The CD59a gene was deleted in the mice described here (CD59a−/−), resulting in a mild PNH-like phenotype in otherwise healthy animals.25 The induction of EAE by immunisation with recombinant rMOGIgD in CD59a+/+ mice on the mixed 129/sv × C57 Bl/6 J background caused a mild, inflammatory disease with low penetrance, minimal symptoms and little or no demyelination. In marked contrast, CD59a−/− littermates developed severe, paralytic disease associated with 100% penetrance, marked demyelination and axonal injury. In all CD59a−/− mice, abundant perivascular and parenchymal inflammatory infiltrates were apparent in the CNS, compared to mild inflammatory infiltrates in a minority of the CD59a+/+ mice. Confluent plaques of demyelination and florid axonal injury or loss were present in and around the infiltrates in sections from CD59a−/− mice, but were conspicuous by their absence in CD59a+/+ controls. Staining for MAC also correlated with the areas of inflammation, demyelination and axonal injury in CD59a−/− mice, establishing a direct link between the deficiency of this important regulator of the terminal pathway, MAC deposition and enhancement of inflammation and tissue injury. In summary, the absence of CD59a transforms rMOGIgD-induced EAE in C57BL/6 × 129/Sv F1 mice from a mild inflammatory disease of low penetrance to a florid demyelinating disease with 100% penetrance and evidence of axonal damage. As the only known function of CD59a is to protect against MAC, these findings strongly support the hypothesis, developed from studies in C6-deficient rats, that MAC is a major drive to myelin and axonal damage in rodent EAE.

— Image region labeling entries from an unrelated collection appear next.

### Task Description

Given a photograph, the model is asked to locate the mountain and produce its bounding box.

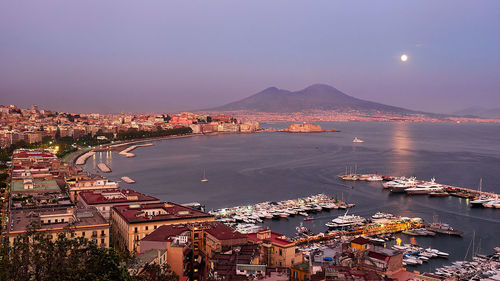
[453,107,500,118]
[210,84,416,114]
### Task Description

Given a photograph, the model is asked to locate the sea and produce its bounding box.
[85,122,500,272]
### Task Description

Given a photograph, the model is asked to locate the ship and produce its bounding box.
[325,211,366,229]
[352,137,365,143]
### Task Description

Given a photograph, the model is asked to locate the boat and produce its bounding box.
[469,178,493,207]
[326,211,366,229]
[483,195,500,208]
[366,174,384,181]
[295,223,310,235]
[425,222,462,236]
[429,190,450,197]
[405,178,444,194]
[388,177,417,193]
[352,137,365,143]
[201,169,208,182]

How is C activated in the EAE model utilised here? By analogy with the rat ADEAE model one might suggest that rMOGIgD induces the production of C-fixing anti-MOG antibodies that drive pathology. However, recent work has clearly shown that in mice on the H-2b genetic background, which includes the C57/BL × 129/Sv mice used here, immunisation with rat MOGIgD fail to generate antibodies reactive against properly folded rat MOG.42, 43 It is thus likely that C is activated in an antibody-dependent manner, secondary to other triggers. Disease induction following immunisation with rat MOGIgD induced disease even in the absence of B cells and required an encephalitogenic T-cell response. Our demonstration that disease severity, demyelination and axonal damage in this model are all mediated by C activation and modulated by the MAC inhibitor CD59 significantly extend our reported findings in the antibody-driven demyelinating disease in rats, ADEAE.18

What are the implications for human disease? CD59 deficiency in humans is rare. Although individuals with PNH lack CD59 and other glycolipid-anchored proteins on blood cells arising from the mutant stem cell clone, they express CD59 normally on other cells and tissues.44 The sole described case of total CD59 deficiency presented in childhood with symptoms compatible with PNH, but with an unexplained history of neurological disease.45 No follow-up of this patient has been reported, making impossible any conclusions regarding the effects of CD59 deficiency in the brain in humans. It is possible that chronic activation of C and formation of MAC in the brain in MS may deplete reserves of CD59, a suicide inhibitor consumed during interaction with MAC, resulting in a state of functional deficiency in areas of pathology. Indeed, acquired deficiency of CD59 has been demonstrated in Alzheimer brain and proposed to contribute to the progression of pathology.46 Alternatively, CD59 may be rendered inactive, as suggested in a recent report report describing the presence in some MS patients of autoantibodies directed against CD55 and CD59.47 Such autoantibodies might block C regulator function in the brain, mimicking deficiency of the regulators and contributing to demyelination. MS exhibits considerable heterogeneity in pathology with some types characterised by severe demyelination and abundant deposition of MAC.4 Although CD59 expression has not been assessed in these cases, it is possible that a relative deficiency or increased consumption of CD59 within the CNS in some individuals predisposes to MAC-mediated pathology. Such individuals might benefit from aggressive anti-C therapy aimed at reducing the damaging effects of the MAC in the CNS.